Your work is thorough, interesting, and novel. Attention to the following points would further strengthen the manuscript:

* Not all pairwise combinations are tested in behavioral assays with HB101 always being tested against one of the others. The consistency of the behavioral results mitigates this concern but the lack of a second comparison is more problematic in the Ca++ imaging study.

* Is it possible to elicit pharyngeal pumping by ADF activation?

* Day-to-day variations in feeding rates are as large or larger than the familiarity effect. Depending on how the experiments were done, this could be of serious concern or simply puzzling. It should be stated explicitly whether experiments and controls for every comparison were done on the same day, using the same reagents. The variability in baseline pumping rate appears as an issue in much of the data and is of particular concern with regard to drawing negative conclusions (e.g., Figure 5a, Figure 8c–d).

* What were the actual values of R, i.e., of the exponential fit of the baseline I535/I480 ratio and their variations? Do ADF::gfp animals display similar rates of bleaching? The average values of the individual yellow and cyan channels should also be presented. A description of the design of the microfluidic chip (or a reference) should be given. How much time passed from picking to imaging?

[Editors' note: the following comments were sent to the authors upon evaluating the revised manuscript.]

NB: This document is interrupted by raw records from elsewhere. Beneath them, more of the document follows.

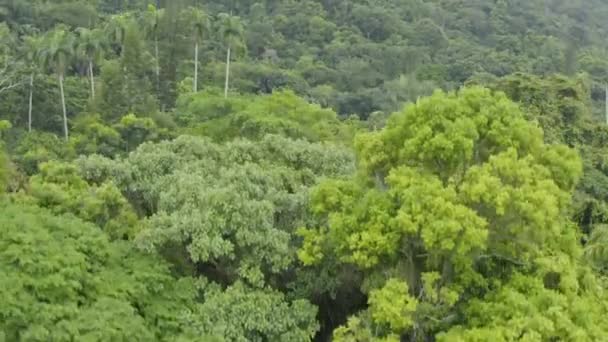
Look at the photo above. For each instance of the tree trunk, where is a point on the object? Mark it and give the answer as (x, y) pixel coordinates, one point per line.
(195, 86)
(227, 73)
(606, 104)
(157, 65)
(92, 77)
(29, 111)
(65, 114)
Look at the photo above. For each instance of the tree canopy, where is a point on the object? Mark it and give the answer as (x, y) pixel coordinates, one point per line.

One issue that still concerns us is the day-to-day variation issue. Of course we understand that variation happens. At the same time, the range of the day-to-day variation (about 100 pumps/min) is larger than the size of the effect (about 20). Your response mentions that you always tested worms in two conditions at the same time, and on the same day with the same reagents. Then you state that you combined data from 3–5 experiments (meaning 3–5 days presumably) together. This latter methodology makes the variability more difficult to understand. Why wouldn't the day-to-day variation average out similarly across groups? Moreover, if similar numbers of experiment- and control-animals were not assayed in each experiment, then how can data from the different days be grouped together (unless there was no day-by-day variation)? It is therefore necessary to provide more methodological details. Finally, related to this issue are negative conclusions from experiments that have control pumping rates on the very low side (e.g., Figures 4b, 5a). As it is not clear that the pumping rate could be lower than such low control values, it is not clear that the conclusions stated are warranted.